Le Texas et sa culture familiale, croyante et manichéenne. Fief des Bush et terre de la fortune des lobbies des faucons américains. Et sa capitale, dernière demeure du meilleur président que les Etats-Unis aient jamais eu, JF Kennedy.
La face des Etats-Unis que nous voyons depuis Bush père et surtout depuis 2000 c’est la face émergée du Texas et de sa peur viscérale du monde, des socio-démocrates, de tout ce qui ne ressemble pas ou trop peu au modèle enseigné dans les écoles puritaines de l’Etat.

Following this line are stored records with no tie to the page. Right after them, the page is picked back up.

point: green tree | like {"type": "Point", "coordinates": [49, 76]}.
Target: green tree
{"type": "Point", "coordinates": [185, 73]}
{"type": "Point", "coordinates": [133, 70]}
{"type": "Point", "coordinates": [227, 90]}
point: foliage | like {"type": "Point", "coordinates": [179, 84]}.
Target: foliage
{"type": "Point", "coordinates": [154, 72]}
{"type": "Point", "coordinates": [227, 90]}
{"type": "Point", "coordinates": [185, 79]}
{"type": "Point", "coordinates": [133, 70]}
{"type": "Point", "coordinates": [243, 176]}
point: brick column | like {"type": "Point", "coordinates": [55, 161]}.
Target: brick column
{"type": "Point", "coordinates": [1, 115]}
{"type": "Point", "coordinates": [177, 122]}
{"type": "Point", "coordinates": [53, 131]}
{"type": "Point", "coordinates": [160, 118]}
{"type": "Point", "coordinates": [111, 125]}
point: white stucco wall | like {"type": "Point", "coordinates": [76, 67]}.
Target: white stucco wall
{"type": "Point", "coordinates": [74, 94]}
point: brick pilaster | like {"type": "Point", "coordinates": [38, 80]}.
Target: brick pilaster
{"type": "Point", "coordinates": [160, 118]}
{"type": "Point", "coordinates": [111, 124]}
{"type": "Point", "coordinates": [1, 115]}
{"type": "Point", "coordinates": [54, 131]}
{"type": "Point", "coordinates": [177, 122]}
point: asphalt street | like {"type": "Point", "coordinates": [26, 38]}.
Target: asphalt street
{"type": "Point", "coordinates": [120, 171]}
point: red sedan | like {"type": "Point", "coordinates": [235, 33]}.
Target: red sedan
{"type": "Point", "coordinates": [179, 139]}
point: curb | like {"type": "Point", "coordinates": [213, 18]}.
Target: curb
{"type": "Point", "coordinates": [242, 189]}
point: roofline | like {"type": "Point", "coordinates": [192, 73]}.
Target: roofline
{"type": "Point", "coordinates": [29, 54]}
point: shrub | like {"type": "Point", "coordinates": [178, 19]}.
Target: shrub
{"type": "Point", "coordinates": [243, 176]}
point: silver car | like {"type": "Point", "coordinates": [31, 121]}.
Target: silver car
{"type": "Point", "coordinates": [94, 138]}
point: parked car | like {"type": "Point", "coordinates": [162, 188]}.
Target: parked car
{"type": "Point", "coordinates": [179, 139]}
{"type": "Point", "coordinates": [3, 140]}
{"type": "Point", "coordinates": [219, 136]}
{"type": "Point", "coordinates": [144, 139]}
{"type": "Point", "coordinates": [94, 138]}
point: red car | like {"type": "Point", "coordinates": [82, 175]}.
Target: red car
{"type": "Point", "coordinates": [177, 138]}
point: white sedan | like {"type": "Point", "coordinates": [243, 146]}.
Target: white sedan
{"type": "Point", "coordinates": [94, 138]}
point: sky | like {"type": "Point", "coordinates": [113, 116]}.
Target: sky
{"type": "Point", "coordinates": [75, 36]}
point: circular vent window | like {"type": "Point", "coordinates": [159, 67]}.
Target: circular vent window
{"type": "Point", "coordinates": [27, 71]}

Pour fêter l’an 2000 et annoncer la couleur, GW Bush annonce au monde un "Axe du mal" constitué entre autres de l’Iran, de l’Irak et de la Corée du Nord. Un axe du mal bien identifié comme étant les cibles à détruire afin, et c’est le prétexte, d’étendre la démocratie dans le monde.
Derrière ces quelques paroles très simplistes, il fallait y voir la qualité d’expression optimale d’un jouet imbécile placé à la présidence de l’hyperpuissance (Cf H.Vedrine) pour mieux satisfaire les intérêts de ceux qui constituent le cerveau de l’administration Bush.
Il fallait surtout y voir un programme tactique fondé sur 3 objectifs géostratégiques majeurs :
Le premier
point étant d’assurer aux Etats-Unis le contrôle du pétrole, c’est à dire en
épuisant les autres producteurs tout en prenant les bénéfices économiques et en
s’assurant des réserves à terme qu’ils pourront vendre très cher.
Le second point
étant d’affaiblir autant que faire se peut le monde arabe et surtout musulman
en semant des dissensions internes favorable au ralliement de certains à la
cause US tout en occasionnant une opposition qu’il serait aisé de considérer
comme terroriste et facilement gérable puisque peu armé et non organisé.
Le troisième
point étant d’améliorer encore l’arsenal militaire des USA afin d’assurer non
seulement la sécurité territoriale mais aussi leur hégémonie durable sur le
reste du monde, et plus particulièrement sur les ennemis d’aujourd’hui (les
arabes-musulmans) et de demain (la Chine ou l’Inde).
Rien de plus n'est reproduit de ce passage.